Class::MetaForm - Gluing forms onto Moose

WARNING

This is a development version, treat it as such

SYNOPSIS

  package My::ContactForm;

  use Moose;
  use Class::MetaForm;

  has name => (
    is       => 'ro',
    isa      => 'Str',
    required => 1,
  );

  has age => (
    is        => 'ro',
    isa       => 'Int',
    predicate => 'has_age',
  );

  has email => (
    is       => 'ro',
    isa      => 'EmailType',
    required => 1,
  );

  # In a controller far, far away

  my $form = My::ContactForm->new ($c->req->params);

  # By the way, see Catalyst::Controller::MetaForm for more sugaring
  # when using MetaForm with Catalyst.

DESCRIPTION

There are quite a few web form validation modules on CPAN. Some are okay, most usually requires more effort using than what manual form validation would require. For some time now, I've wanted to write a form validator since I have yet to find one that I can really like. As I just stated, most form validators requirse too much effort to use and some want to run the entire show, trying to force your application to be structured in a certain way. So my goals for a new validators were to keep it simple and nonintrusive.

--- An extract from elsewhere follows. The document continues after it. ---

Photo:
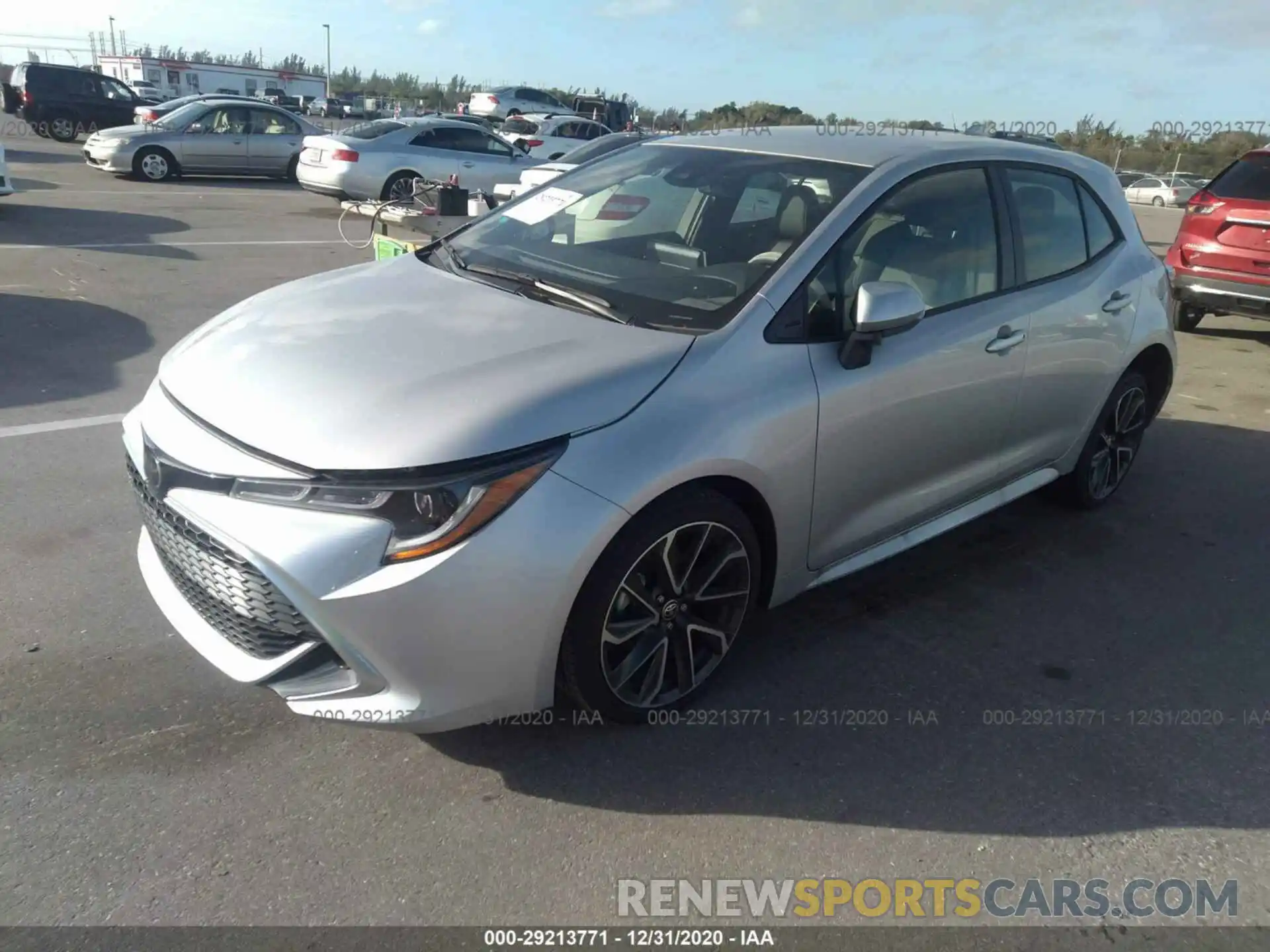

So how does it actually work? Class::MetaForm is in itself just a sugar module for setting up some roles and traits in your class. It really doesn't do a whole lot:

Filtering

Empty strings are removed from the arguments. This is because when a field is present in a form, an empty string is used to indicate that the field has not been filled in by the user, and hence would be equivalent to not providing the parameter in Moose.

It also converts an argument like:

  'foo.bar' => 42

Into:

  foo => { bar => 42 }

Attribute ordering

A trait is added to the class in order to make attribute initialization done in the same order that attributes were added to the class.

Exceptions

Moose errors are difficult to understand; For a computer program at least. Moose itself should be throwing real exception objects. But it doesn't so we install some sugar that tries it best to parse the error messages that Moose spits out.

Hashref coercion

So you can take adventage of the above hash filtering to have multiple form objects as children of the current one.

  package My::AddressForm;

  use Moose;
  use Class::MetaForm;

  has name => (
    is  => 'ro',
    isa => 'Str',
  );

  has zipcode => (
    is  => 'ro',
    isa => 'Str',
  );

  package My::RegisterForm;

  use Moose;
  use Class::MetaForm;

  has billing => (
    is       => 'ro',
    isa      => 'My::AddressForm',
    required => 1,
  );

Accepting the form parameters billing.name and billing.zipcode, accessible as

  $form->billing->name

MooseX::MetaDescription

The trait provided by MooseX::MetaDescription is added to your attribute metaclass so you can provide additional descriptive information in them. Most notably, the exception objects thrown will use it to make the error message more human readable.

  has mysillyattributename => (
    is => 'ro',
    isa => 'Str',
    description => { label => 'mylesssillyname' },
  );

SEE ALSO

HTML::FormFu
HTML::FormHandler
Moose

BUGS

Most software has bugs. This module probably isn't an exception. If you find a bug please either email me, or add the bug to cpan-RT.

AUTHOR

Anders Nor Berle <berle@cpan.org>

COPYRIGHT AND LICENSE

Copyright 2009 by Modula AS

This library is free software; you can redistribute it and/or modify it under the same terms as Perl itself.